La ville de Soissons, qui possédait,
indépendamment d'un siège épiscopal, les importantes
abbayes
de Saint-Médard (dans cette dernière, fondée par
Clotaire
en 557, Pépin le Bref fut couronné
et Louis le Débonnaire fut enfermé
par ses fils) et de Saint-Jean-des-Vignes, obtint du roi Louis
VII une charte de commune. La charte de Soissons fut adoptée
par plusieurs villes de Picardie ,
de Champagne
et de Bourgogne .
En 1325, les querelles continuelles entre les magistrats de la commune,
l'évêque et les dignitaires des chapitres, et aussi le mauvais
état des finances communales décidèrent les bourgeois
de Soissons à vendre au roi Charles IV
l'abolition de leur commune et à se soumettre au régime prévôtal,
à condition que la dette publique tomberait à la charge du
roi; plus tard, Philippe de Valois permit
aux bourgeois de Soissons d'élire chaque année quatre d'entre
eux qui, avec le grade d'échevins, assisteraient le prévôt
royal dans l'administration des affaires municipales.

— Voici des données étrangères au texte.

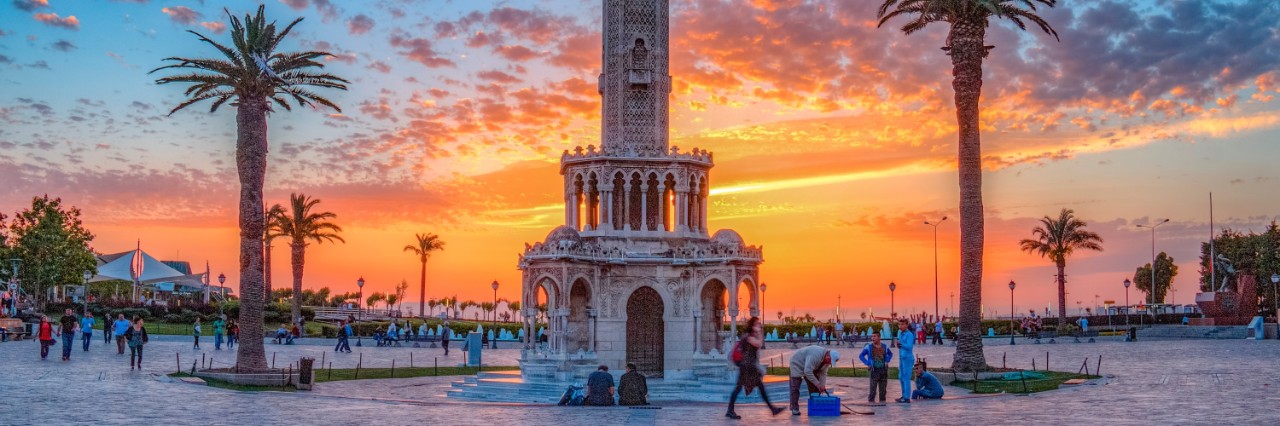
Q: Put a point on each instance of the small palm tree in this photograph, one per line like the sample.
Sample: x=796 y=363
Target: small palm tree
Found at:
x=426 y=243
x=252 y=74
x=968 y=22
x=1057 y=239
x=300 y=224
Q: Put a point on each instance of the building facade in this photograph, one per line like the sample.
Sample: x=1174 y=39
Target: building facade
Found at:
x=634 y=275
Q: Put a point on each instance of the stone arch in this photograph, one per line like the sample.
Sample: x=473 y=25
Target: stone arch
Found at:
x=577 y=335
x=712 y=299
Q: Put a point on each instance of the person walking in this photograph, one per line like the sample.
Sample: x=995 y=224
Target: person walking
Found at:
x=87 y=329
x=45 y=334
x=67 y=328
x=905 y=358
x=219 y=328
x=877 y=356
x=342 y=335
x=750 y=372
x=195 y=333
x=137 y=337
x=232 y=334
x=809 y=365
x=118 y=330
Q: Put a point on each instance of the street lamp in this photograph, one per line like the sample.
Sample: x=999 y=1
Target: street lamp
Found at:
x=494 y=285
x=222 y=292
x=1127 y=302
x=360 y=284
x=1013 y=325
x=936 y=264
x=1152 y=291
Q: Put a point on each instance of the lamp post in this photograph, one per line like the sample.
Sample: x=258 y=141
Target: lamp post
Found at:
x=360 y=284
x=494 y=285
x=936 y=264
x=1127 y=302
x=222 y=292
x=1013 y=325
x=1152 y=292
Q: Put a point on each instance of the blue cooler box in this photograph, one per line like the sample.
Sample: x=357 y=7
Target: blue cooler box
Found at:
x=822 y=406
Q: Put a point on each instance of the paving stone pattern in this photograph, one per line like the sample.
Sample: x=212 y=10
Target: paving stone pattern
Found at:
x=1151 y=383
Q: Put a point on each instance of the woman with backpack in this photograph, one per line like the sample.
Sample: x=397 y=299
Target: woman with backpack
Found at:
x=137 y=337
x=45 y=334
x=750 y=372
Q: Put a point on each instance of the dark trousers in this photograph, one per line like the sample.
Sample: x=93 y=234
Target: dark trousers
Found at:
x=136 y=353
x=880 y=384
x=795 y=392
x=759 y=385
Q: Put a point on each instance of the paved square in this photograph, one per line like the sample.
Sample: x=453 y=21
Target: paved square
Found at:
x=1173 y=381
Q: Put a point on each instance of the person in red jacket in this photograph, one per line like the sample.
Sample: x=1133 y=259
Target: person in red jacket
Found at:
x=45 y=334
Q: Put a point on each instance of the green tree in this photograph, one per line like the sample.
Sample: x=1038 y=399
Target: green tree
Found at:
x=301 y=227
x=53 y=244
x=1057 y=239
x=426 y=243
x=965 y=44
x=251 y=74
x=1165 y=273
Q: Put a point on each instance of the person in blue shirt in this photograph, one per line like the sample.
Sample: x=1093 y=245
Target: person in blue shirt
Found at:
x=905 y=358
x=927 y=386
x=877 y=356
x=87 y=329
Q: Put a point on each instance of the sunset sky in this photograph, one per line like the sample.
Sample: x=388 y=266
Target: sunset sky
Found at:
x=833 y=140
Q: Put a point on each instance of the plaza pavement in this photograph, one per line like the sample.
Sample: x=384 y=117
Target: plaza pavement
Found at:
x=1150 y=383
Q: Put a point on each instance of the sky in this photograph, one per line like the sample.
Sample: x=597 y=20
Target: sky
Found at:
x=833 y=140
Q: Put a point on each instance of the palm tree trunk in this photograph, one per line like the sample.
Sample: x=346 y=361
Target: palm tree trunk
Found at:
x=297 y=252
x=421 y=291
x=1061 y=293
x=251 y=166
x=967 y=55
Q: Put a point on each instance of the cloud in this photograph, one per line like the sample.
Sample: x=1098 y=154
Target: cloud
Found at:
x=63 y=45
x=182 y=14
x=53 y=19
x=420 y=50
x=360 y=24
x=216 y=27
x=30 y=5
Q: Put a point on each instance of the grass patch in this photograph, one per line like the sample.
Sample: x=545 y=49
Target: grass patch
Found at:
x=1051 y=381
x=350 y=374
x=223 y=384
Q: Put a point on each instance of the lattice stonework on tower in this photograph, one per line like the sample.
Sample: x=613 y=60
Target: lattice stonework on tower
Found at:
x=634 y=275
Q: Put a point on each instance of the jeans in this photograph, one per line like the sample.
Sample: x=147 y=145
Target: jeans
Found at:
x=68 y=339
x=904 y=372
x=880 y=384
x=136 y=353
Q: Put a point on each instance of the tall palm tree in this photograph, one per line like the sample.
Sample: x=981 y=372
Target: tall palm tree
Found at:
x=426 y=243
x=272 y=227
x=301 y=225
x=1056 y=239
x=968 y=21
x=251 y=74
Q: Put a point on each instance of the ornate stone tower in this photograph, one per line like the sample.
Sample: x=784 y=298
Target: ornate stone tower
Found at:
x=634 y=275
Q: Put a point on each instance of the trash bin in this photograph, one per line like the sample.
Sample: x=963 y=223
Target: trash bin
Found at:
x=305 y=372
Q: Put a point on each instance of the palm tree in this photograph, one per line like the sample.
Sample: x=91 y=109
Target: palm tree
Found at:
x=1056 y=239
x=426 y=243
x=968 y=21
x=300 y=224
x=251 y=76
x=272 y=227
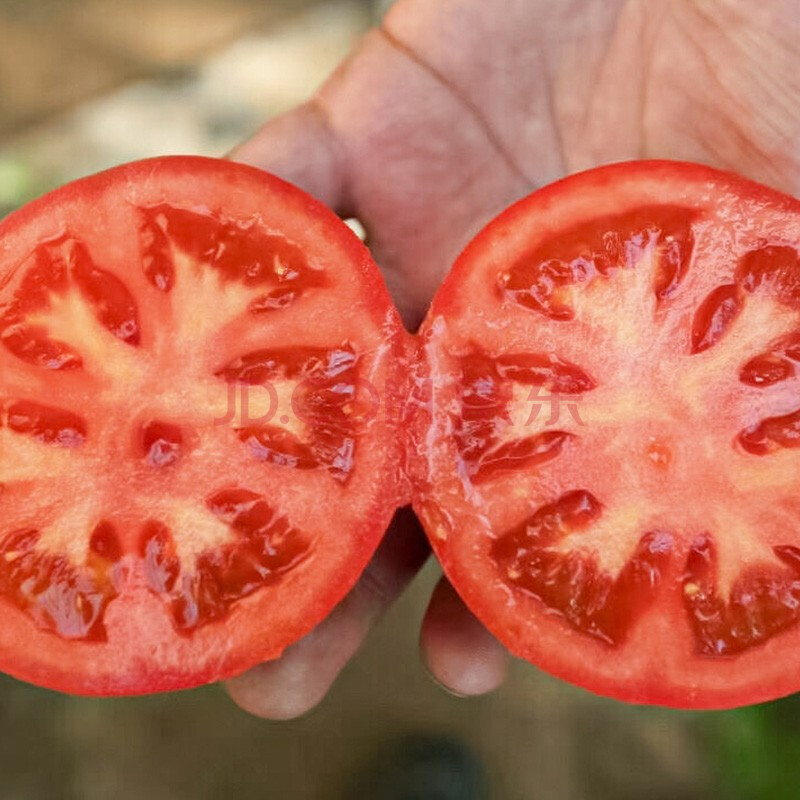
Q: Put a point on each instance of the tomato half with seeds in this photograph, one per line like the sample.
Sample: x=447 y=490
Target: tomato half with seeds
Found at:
x=193 y=469
x=613 y=367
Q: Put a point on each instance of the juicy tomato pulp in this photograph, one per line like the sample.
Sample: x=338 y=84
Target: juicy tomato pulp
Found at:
x=613 y=365
x=193 y=469
x=209 y=411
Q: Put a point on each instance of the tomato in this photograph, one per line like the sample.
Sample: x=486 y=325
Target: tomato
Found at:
x=609 y=460
x=209 y=411
x=192 y=472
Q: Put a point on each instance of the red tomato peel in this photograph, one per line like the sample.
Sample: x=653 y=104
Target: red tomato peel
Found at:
x=653 y=554
x=209 y=412
x=183 y=344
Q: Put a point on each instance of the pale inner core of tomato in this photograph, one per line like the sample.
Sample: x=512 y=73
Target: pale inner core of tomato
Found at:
x=672 y=396
x=122 y=499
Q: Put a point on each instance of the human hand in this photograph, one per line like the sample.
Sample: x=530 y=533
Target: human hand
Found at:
x=452 y=110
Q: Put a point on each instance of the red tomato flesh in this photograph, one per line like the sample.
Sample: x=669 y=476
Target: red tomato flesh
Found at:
x=156 y=530
x=612 y=367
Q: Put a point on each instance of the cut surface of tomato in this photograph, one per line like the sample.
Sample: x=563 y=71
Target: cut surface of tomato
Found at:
x=612 y=367
x=193 y=466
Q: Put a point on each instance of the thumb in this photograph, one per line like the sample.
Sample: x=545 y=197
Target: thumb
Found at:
x=300 y=147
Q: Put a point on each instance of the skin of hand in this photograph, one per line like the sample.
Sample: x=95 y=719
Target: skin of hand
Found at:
x=449 y=112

En 1789, Soissons, qui était une
ville fortifiée, faisait partie du gouvernement de l'lle-de-France
et était le siège d'un bailliage royal, d'une généralité,
d'une élection, d'un bureau des finances et chambre du domaine,
d'une prévôté des maréchaux, d'une grande maîtrise
des eaux et forêts, d'un grenier à sel principal. Ses armoiries
étaient De gueules à une fleur de lys d'or.
Notons encore la belle défense de
Soissons contre l'armée allemande (de septembre à octobre
1870).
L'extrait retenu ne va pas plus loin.